1991年に刊行された、中公新書・高橋崇著の1冊である。今でこそ厳密な史料第一主義の新書も増えてきたが、当時としては異色なほど史料にこだわっていた。安倍氏と清原氏という東北在地勢力と、関東・東海の武士団を率いた源頼義・義家父子の関わりを詳細に叙述している本格派だ。
一般には、前九年と後三年は源氏が関東に基盤を作る画期だと見られている。2度の戦闘で活躍した源氏がその後の飛躍の準備をしたという。ところが、源頼義と義家は、朝廷の職権を巧みに用いて安倍・清原氏の内紛に付け込んだという可能性が高いとする。史料を読み込むと、合戦の主体ですらなく、単にセールストークで利権を確保しようとした事実が浮かび上がってくる。

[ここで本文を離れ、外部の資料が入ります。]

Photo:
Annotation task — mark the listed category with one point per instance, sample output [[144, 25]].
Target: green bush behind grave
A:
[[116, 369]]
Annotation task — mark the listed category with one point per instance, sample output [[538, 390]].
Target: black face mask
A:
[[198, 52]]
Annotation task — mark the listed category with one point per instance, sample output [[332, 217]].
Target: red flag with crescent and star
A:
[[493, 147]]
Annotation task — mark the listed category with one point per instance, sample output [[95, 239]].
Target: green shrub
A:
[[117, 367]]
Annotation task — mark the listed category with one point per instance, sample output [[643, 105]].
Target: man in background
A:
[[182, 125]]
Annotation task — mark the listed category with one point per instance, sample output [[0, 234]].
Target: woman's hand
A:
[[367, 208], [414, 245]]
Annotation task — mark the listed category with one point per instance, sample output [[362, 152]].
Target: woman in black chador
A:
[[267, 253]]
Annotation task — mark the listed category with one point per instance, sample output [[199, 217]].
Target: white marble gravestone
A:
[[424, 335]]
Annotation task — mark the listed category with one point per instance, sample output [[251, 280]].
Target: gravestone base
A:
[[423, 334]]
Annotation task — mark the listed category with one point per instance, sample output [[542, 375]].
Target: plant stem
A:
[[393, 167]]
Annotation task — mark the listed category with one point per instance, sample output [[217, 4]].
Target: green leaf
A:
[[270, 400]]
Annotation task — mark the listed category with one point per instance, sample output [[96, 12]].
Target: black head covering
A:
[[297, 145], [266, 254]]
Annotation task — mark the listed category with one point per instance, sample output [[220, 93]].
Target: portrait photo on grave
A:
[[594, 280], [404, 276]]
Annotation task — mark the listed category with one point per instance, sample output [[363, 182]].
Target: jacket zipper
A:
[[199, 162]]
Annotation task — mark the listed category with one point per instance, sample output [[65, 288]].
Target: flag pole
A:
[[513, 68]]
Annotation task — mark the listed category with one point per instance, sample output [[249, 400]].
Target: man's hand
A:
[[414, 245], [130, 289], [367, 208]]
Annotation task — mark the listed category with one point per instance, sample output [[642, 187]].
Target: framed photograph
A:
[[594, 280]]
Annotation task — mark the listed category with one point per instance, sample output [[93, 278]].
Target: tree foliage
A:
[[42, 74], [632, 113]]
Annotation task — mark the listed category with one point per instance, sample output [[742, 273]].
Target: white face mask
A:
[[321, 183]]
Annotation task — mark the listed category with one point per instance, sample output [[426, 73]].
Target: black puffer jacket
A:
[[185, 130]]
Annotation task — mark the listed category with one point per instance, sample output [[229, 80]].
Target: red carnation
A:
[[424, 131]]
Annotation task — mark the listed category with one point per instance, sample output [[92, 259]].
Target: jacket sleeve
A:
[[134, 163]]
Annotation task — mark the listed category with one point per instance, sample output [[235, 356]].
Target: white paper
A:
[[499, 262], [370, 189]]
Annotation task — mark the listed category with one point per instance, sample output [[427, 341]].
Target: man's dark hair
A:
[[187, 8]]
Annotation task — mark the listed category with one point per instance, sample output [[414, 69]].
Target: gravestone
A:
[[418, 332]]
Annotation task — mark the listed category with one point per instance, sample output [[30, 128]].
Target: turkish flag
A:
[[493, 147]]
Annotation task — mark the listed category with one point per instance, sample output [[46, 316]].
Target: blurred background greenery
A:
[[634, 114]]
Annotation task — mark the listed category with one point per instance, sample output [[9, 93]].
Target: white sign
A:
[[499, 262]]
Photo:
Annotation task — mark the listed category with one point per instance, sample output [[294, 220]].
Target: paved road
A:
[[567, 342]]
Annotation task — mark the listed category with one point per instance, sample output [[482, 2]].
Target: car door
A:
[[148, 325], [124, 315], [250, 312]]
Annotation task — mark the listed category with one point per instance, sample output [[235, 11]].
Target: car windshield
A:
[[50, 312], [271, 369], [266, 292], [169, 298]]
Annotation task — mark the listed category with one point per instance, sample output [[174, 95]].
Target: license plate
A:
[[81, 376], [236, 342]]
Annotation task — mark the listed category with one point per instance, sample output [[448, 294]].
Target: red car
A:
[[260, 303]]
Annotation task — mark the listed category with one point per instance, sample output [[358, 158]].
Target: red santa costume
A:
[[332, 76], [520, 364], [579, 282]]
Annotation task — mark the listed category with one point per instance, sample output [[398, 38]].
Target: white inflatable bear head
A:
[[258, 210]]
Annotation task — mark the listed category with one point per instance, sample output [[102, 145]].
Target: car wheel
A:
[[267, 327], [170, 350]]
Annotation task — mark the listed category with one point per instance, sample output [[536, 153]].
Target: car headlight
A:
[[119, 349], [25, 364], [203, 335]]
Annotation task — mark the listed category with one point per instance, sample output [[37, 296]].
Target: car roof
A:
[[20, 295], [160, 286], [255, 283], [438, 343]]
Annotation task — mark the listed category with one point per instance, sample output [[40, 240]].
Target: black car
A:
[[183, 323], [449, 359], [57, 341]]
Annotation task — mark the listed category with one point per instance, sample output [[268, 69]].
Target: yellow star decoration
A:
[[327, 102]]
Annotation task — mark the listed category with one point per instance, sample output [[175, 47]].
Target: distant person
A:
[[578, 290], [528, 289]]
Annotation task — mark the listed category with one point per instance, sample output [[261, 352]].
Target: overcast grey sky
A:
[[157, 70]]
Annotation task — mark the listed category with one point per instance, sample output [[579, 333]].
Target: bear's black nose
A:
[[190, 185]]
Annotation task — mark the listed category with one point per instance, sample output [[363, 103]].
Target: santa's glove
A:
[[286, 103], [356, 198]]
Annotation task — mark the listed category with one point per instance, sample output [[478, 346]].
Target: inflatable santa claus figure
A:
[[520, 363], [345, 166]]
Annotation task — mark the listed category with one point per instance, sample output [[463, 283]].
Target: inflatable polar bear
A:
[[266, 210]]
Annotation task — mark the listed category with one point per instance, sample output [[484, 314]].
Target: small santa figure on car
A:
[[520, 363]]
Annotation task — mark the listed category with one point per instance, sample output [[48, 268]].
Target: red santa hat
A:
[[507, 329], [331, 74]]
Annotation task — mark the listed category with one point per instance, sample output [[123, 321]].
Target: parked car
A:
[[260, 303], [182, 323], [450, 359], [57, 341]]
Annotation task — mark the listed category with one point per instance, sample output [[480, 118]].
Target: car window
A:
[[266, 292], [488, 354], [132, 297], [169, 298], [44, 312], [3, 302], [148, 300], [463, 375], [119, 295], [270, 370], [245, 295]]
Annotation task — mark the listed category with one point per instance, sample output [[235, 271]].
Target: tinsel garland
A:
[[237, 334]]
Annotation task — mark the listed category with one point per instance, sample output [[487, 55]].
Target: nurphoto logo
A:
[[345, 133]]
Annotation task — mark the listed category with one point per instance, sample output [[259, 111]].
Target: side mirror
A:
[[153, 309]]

本書から話は飛躍するが、蝦夷征伐の過程で朝廷は東北地方から多数の捕虜を収奪し、貢納物の徴発期間として城・柵を多数設置している。そして、その尖兵として関東武士が着目され、利用されてきた。だがその関東武士が精強だったかというと、疑問符がつく。奈良時代の関東は未開の地であり、百済からの亡命者と流刑者、没落貴族が、東北の捕虜を使役したというのが実態に近いだろう。平将門・藤原秀郷らについても、個人的な武勇譚でしか語られていない。そこに軍事的な強みは見られない。その関東武士を初めて組織化したのが源頼朝である。ここでバイアスがかかり、関東武士はその祖である頼義・義家との関係を強調し、前九年・後三年での奉公を広めたのだと思う。
関西・関東という国内2大地域が歴史の主観となることが殆どだが、それを敢えて外し、当事者である東北からの史観を入れた意味で本書は貴重である。歴史は、京・鎌倉・江戸からだけ語られるものではない。
後三年の役が結局朝廷に認められず、利権につながらないことが判ると、義家は清原武衡・家衡の首級を路傍に打ち捨てて京に帰る。葬ることもないその姿に、武家源氏の裏の顔が仄見える。